これらのカプラーは各色0.05〜10mmol/m2 、好ましくは0.1〜5mmol/m2 用いる。
【0098】
また、以下のような機能性カプラーを含有しても良い。
発色色素が適度な拡散性を有するカプラーとしては、US4,366,237、GB2,125,570、EP96,873B、DE3,234,533に記載のものが好ましい。
発色色素の不要な吸収を補正するためのカプラーとして、EP456,257A1号に記載のイエローカラードシアンカプラー、該EPに記載のイエローカラードマゼンタカプラー、US4,833,069号に記載のマゼンタカラードシアンカプラー、US4,837,136号の(2) 、WO92/11575のクレーム1の式(A)で表わされる無色のマスキングカプラー(特に36〜45頁の例示化合物)。
【0099】
現像主薬酸化体と反応して写真的に有用な化合物残査を放出する化合物(カプラーを含む)としては、以下のものが挙げられる。
現像抑制剤放出化合物:EP378,236A1号の11頁に記載の式(I)〜(IV)で表わされる化合物、EP436,938A2号の7頁に記載の式(I)で表わされる化合物、EP568,037Aの式(1)で表わされる化合物、EP440,195A2の5〜6頁に記載の式(I)、(II)、(III )で表わされる化合物。
漂白促進剤放出化合物:EP310,125A2の5頁の式(I)、(I’)で表わされる化合物及び特開平6−59411号の請求項1の式(I)で表わされる化合物。
リガンド放出化合物:US4,555,478のクレーム1に記載のLIG−X で表わされる化合物。
ロイコ色素放出化合物:US4,749,641のカラム3〜8の化合物1〜6;
蛍光色素放出化合物:US4,774,181のクレーム1のCOUP−DYEで表わされる化合物。
現像促進剤又はカブラセ剤放出化合物:US4,656,123のカラム3の式(1)、(2)、(3)で表わされる化合物及びEP450,637A2の75頁36〜38行目のExZK−2。
離脱して初めて色素となる基を放出する化合物:US4,857,447のクレーム1の式(I)で表わされる化合物、特願平4−134523号の式(1)で表わされる化合物、EP440,195A2の5、6頁に記載の式(I)(II)(III )で表わされる化合物、特願平4−325564号の請求項1の式(I)で表わされる化合物−リガンド放出化合物、US4,555,478号のクレーム1に記載のLIG−Xで表わされる化合物。
このような機能性カプラーは、先に述べた発色に寄与するカプラーの0.05〜10倍モル、好ましくは0.1〜5倍モル用いることが好ましい。
【0100】
カプラー、発色現像主薬などの疎水性添加剤は米国特許第2,322,027号記載の方法などの公知の方法により感光部材の層中に導入することができる。

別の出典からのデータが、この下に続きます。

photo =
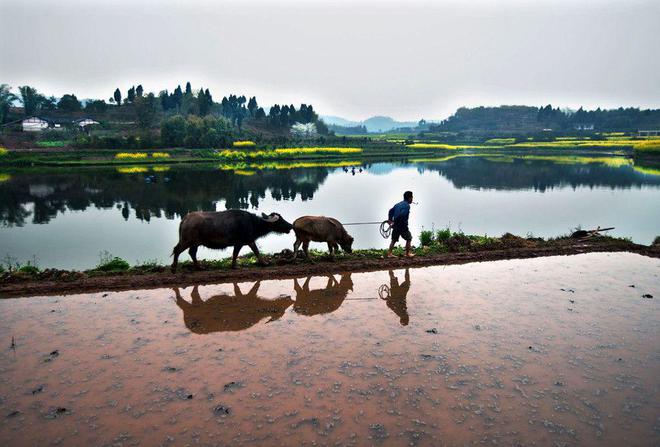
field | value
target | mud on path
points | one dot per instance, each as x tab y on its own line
283	268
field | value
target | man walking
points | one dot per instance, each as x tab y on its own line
398	219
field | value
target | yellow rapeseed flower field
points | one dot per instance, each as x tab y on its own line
315	150
130	155
245	143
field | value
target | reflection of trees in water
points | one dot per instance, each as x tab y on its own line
539	175
174	193
395	296
43	195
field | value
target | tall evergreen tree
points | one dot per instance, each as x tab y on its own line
130	95
252	105
31	99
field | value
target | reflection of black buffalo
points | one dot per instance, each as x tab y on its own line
321	301
396	298
223	313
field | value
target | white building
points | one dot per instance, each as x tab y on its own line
34	124
82	123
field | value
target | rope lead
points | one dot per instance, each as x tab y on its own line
385	228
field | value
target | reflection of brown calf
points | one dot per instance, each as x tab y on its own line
397	297
321	301
222	313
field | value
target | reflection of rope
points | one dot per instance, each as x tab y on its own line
384	292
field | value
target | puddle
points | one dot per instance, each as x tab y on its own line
552	351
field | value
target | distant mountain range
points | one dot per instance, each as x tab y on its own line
373	124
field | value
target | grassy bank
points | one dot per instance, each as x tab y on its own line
430	243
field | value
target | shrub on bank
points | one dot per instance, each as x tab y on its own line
110	263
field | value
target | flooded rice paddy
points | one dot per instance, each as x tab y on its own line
553	351
64	218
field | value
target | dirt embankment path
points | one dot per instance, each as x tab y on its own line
77	282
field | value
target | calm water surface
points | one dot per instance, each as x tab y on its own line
559	351
66	218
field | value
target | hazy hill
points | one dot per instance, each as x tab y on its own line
374	124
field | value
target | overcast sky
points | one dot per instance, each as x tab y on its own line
406	59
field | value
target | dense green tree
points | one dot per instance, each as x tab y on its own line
178	97
204	102
146	110
69	103
31	100
49	103
173	131
252	106
96	106
6	100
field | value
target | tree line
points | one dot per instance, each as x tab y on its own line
534	119
149	109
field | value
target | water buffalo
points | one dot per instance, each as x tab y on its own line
222	229
224	312
320	229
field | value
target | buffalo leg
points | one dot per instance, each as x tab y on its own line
237	248
192	251
176	251
296	246
254	248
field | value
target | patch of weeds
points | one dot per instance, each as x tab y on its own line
29	268
110	263
426	237
148	266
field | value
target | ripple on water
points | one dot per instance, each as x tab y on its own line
558	350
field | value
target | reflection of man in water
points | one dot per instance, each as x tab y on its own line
396	299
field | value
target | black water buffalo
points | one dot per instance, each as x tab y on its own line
321	229
321	301
222	229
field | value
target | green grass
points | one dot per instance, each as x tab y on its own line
53	143
110	263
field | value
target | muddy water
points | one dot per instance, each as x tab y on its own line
554	351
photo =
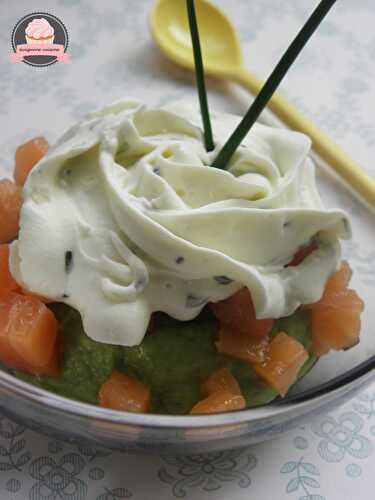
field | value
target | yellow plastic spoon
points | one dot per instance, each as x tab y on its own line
223	58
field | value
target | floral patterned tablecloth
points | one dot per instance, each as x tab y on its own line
112	55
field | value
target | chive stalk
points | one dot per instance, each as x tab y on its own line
272	83
199	75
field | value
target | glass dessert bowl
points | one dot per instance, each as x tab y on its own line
198	290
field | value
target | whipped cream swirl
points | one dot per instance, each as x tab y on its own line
124	217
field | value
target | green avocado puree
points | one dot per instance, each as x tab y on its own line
173	360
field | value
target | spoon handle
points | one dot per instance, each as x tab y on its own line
347	168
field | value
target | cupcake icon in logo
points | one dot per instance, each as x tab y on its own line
40	39
39	30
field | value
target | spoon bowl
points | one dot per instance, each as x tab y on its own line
222	58
219	41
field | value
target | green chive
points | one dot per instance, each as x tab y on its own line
272	83
199	75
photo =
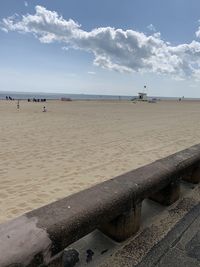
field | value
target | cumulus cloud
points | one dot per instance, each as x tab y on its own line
91	72
113	49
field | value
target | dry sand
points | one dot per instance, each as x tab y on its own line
74	145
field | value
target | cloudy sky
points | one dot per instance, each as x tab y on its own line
101	47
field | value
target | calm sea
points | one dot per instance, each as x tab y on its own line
26	95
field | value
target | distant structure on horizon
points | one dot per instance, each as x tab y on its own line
142	96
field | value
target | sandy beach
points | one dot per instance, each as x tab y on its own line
74	145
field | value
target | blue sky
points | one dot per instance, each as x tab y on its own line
154	43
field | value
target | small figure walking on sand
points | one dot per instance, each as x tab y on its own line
17	104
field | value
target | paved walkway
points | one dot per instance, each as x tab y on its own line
181	246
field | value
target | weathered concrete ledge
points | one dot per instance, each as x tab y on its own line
36	238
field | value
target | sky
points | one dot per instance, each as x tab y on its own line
101	47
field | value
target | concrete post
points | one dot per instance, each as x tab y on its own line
124	225
193	174
167	195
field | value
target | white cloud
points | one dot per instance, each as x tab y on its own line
91	72
114	49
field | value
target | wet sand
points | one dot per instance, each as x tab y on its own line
46	156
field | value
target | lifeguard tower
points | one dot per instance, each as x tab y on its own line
142	96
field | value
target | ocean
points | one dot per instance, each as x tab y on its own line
58	96
55	96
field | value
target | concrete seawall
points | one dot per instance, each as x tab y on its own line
39	237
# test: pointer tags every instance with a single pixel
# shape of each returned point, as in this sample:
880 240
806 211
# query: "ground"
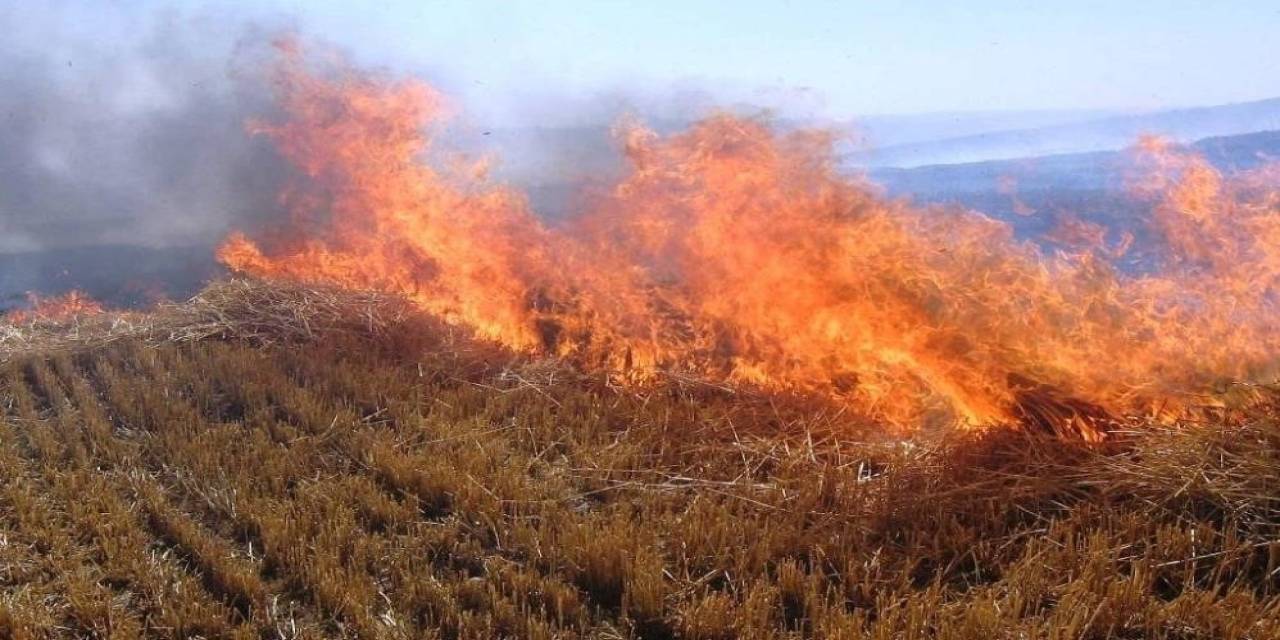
350 487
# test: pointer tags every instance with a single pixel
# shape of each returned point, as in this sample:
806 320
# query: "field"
410 484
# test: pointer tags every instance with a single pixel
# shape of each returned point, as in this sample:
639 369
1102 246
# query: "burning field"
739 393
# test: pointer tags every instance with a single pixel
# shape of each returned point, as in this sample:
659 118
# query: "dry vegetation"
273 462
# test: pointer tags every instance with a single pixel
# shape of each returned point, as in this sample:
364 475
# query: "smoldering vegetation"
344 472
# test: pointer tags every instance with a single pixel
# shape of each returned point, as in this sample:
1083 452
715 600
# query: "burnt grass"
406 487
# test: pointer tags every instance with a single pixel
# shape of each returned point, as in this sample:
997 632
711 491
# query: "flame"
737 251
55 309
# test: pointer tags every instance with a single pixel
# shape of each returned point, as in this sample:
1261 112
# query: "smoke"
133 135
126 158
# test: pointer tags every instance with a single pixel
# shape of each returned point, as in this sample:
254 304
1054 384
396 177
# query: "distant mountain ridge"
1097 135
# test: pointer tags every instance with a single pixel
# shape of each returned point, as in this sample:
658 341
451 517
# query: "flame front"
739 252
54 309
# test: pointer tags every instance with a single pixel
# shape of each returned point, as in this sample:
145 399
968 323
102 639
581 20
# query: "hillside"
1032 193
387 479
1104 133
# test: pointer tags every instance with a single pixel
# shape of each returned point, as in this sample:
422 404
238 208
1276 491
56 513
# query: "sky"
840 58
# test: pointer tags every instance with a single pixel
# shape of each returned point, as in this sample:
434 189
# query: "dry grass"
291 462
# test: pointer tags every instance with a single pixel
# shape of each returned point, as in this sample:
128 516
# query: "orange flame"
737 251
55 309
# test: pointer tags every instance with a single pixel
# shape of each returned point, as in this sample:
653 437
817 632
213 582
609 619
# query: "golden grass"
309 464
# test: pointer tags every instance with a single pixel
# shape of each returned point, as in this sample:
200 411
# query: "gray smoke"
123 147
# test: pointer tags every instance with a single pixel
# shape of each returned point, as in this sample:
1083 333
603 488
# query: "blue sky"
839 58
830 59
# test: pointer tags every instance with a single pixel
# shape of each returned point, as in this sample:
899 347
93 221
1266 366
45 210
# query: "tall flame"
741 252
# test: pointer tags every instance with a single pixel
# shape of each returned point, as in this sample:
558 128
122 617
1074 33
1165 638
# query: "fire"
55 309
737 251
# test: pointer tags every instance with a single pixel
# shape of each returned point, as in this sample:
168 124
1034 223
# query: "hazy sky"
839 56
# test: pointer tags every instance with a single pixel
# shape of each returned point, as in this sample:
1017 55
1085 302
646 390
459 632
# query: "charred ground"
405 483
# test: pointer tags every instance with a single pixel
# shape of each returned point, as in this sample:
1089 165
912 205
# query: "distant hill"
1095 135
1033 193
119 275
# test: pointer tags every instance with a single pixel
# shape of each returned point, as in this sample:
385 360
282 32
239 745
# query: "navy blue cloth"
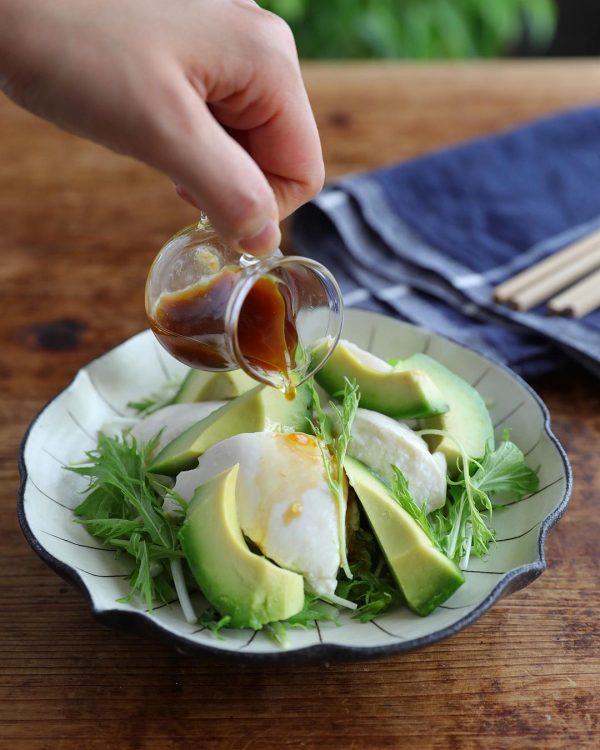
427 240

この場合には、米国特許第4,555,470号、同4,536,466号、同4,536,467号、同4,587,206号、同4,555,476号、同4,599,296号、特公平3−62,256号などに記載のような高沸点有機溶媒を、必要に応じて沸点50℃〜160℃の低沸点有機溶媒と併用して、用いることができる。またこれら色素供与性カプラー、高沸点有機溶媒などは2種以上併用することができる。
高沸点有機溶媒の量は用いられる疎水性添加剤1gに対して10g以下、好ましくは5g以下、より好ましくは1g〜0.1gである。また、バインダー1gに対して1cc以下が適当であり、より好ましくは0.5cc以下、特に好ましくは0.3cc以下である。
【0101】
特公昭51−39,853号、特開昭51−59,943号に記載されている重合物による分散法や特開昭62−30,242号等に記載されている微粒子分散物にして添加する方法も使用できる。
水に実質的に不溶な化合物の場合には、前記方法以外にバインダー中に微粒子にして分散含有させることができる。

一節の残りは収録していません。